When I returned to Phoenix the other day, I was the recipient of two other kind offers: as I walked from the gate toward baggage claim at Sky Harbor Airport -- briskly, I thought -- an airport employee with an electric cart asked if I'd like a ride. I declined with "Oh, no, but thank you! This is my exercise for today!" And I walked on --faster than usual just to show him. Or was it to show myself that I'm not really slowing down?
And when I was outside baggage claim, curbside, waiting for Bob to pick me up, I briefly noticed a young couple, both with canes, sitting on a bench nearby. The young woman got up, leaning heavily on her cane, and smiled at me. "Would you like to sit down?" she asked. I thanked her, but declined, wondering if I was looking especially geriatric that day.

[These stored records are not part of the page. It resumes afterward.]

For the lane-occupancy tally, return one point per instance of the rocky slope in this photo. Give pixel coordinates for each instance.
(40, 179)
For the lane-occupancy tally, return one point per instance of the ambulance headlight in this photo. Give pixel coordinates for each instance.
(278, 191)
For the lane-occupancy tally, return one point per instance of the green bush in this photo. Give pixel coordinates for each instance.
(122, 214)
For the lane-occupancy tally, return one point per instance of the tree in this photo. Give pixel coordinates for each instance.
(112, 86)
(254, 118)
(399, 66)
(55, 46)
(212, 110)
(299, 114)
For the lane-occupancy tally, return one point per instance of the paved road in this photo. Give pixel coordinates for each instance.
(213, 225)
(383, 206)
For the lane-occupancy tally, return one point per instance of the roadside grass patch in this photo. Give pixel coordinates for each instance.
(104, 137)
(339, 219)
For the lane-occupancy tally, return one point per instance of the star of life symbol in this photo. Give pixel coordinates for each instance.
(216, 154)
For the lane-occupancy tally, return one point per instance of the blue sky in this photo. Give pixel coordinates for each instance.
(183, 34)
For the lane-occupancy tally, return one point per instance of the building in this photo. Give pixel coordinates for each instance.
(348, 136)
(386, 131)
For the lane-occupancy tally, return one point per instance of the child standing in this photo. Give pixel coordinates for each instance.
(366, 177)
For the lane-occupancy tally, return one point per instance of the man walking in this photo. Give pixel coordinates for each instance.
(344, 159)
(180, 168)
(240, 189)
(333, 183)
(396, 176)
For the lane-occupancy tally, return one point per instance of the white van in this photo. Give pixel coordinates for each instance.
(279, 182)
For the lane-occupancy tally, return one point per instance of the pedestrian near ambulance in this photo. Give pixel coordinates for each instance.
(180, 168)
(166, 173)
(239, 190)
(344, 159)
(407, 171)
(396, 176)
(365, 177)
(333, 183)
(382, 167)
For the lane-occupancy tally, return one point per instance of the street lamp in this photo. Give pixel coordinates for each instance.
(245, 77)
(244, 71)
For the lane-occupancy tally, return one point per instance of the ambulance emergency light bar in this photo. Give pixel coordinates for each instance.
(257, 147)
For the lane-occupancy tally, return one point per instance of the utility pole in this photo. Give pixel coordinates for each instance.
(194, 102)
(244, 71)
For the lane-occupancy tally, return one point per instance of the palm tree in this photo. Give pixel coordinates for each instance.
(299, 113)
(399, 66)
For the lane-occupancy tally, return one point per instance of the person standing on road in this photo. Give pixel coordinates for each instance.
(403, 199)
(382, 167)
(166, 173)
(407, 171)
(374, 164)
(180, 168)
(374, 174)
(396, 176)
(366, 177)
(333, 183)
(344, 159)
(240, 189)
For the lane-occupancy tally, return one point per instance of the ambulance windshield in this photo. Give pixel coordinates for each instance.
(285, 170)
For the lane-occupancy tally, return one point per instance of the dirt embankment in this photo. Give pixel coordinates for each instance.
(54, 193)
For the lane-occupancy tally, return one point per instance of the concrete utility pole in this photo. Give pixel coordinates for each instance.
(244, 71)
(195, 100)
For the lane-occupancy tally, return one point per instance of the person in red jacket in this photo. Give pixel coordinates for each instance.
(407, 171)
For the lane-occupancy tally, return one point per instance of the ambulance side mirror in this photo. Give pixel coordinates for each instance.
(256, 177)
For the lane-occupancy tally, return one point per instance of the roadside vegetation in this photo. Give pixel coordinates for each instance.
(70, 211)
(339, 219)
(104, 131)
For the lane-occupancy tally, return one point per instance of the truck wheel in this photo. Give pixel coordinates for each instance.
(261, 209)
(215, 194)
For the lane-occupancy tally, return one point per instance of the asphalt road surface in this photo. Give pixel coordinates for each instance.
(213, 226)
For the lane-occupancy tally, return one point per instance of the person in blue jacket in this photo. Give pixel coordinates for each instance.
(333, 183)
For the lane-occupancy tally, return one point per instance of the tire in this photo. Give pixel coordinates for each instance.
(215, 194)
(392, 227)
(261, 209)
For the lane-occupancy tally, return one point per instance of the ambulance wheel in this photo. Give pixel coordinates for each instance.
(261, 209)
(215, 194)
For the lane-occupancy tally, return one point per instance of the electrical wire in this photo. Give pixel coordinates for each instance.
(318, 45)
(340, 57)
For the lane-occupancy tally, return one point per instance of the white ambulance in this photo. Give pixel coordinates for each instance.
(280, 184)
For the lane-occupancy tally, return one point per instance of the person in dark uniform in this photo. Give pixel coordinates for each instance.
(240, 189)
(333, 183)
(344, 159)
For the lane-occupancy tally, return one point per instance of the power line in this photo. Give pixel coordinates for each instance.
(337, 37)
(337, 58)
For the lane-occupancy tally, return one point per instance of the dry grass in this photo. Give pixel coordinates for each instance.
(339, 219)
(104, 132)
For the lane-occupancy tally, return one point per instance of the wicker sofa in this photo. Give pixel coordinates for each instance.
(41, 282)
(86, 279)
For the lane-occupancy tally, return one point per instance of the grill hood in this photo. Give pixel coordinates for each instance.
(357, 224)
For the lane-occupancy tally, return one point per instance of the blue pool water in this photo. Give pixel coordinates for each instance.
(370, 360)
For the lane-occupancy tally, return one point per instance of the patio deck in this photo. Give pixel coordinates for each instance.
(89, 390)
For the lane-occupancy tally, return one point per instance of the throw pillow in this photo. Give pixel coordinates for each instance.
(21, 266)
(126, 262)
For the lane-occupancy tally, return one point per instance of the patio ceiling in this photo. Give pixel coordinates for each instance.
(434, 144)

I think I am looking rather geriatric these days -- even if I still feel like a visitor and not a full-time resident of a rapidly aging body.
I do have my moments: like challenging my husband to an arm wrestling competition -- and winning! Like schlepping a whole trunk load of groceries into the house in one trip. Like swimming laps at a fast clip for an hour.
There are times I entertain the notion of lying about my age -- by inflating it. Have you seen those T-shirts that say things like "Sixty and Sexy" or "Seventy and Sensational." I'd feel silly wearing one of those because I don't look especially sexy or sensational for 68. But 80? If I got a T shirt saying I was in my eighties, maybe people would say "Wow! You look great for 85! You don't look a day over 75! Really!"
We all have our dreams.
But this recent glut of good will coming my way from fellow travelers and airport officials has given me pause. I've been moved by the kindness and respect of strangers. I've been surprised that it has been, most often, young women who have volunteered to help. And I've been humbled by the fact that they may have seen something I can't let myself see or feel or admit: that maybe I don't lift suitcases or balance or walk with the same assurance that I did when I was younger. Even thinking such thoughts is akin to my shock when I look in a mirror and see my mother's face.
And I stop -- with surprise and bemusement and a touch of sadness. Yes, the years take a toll. I am looking noticeably older. My aging is no longer an act or an illusion. It's a fact. And yet..... I still feel so young and strong and positively frisky inside!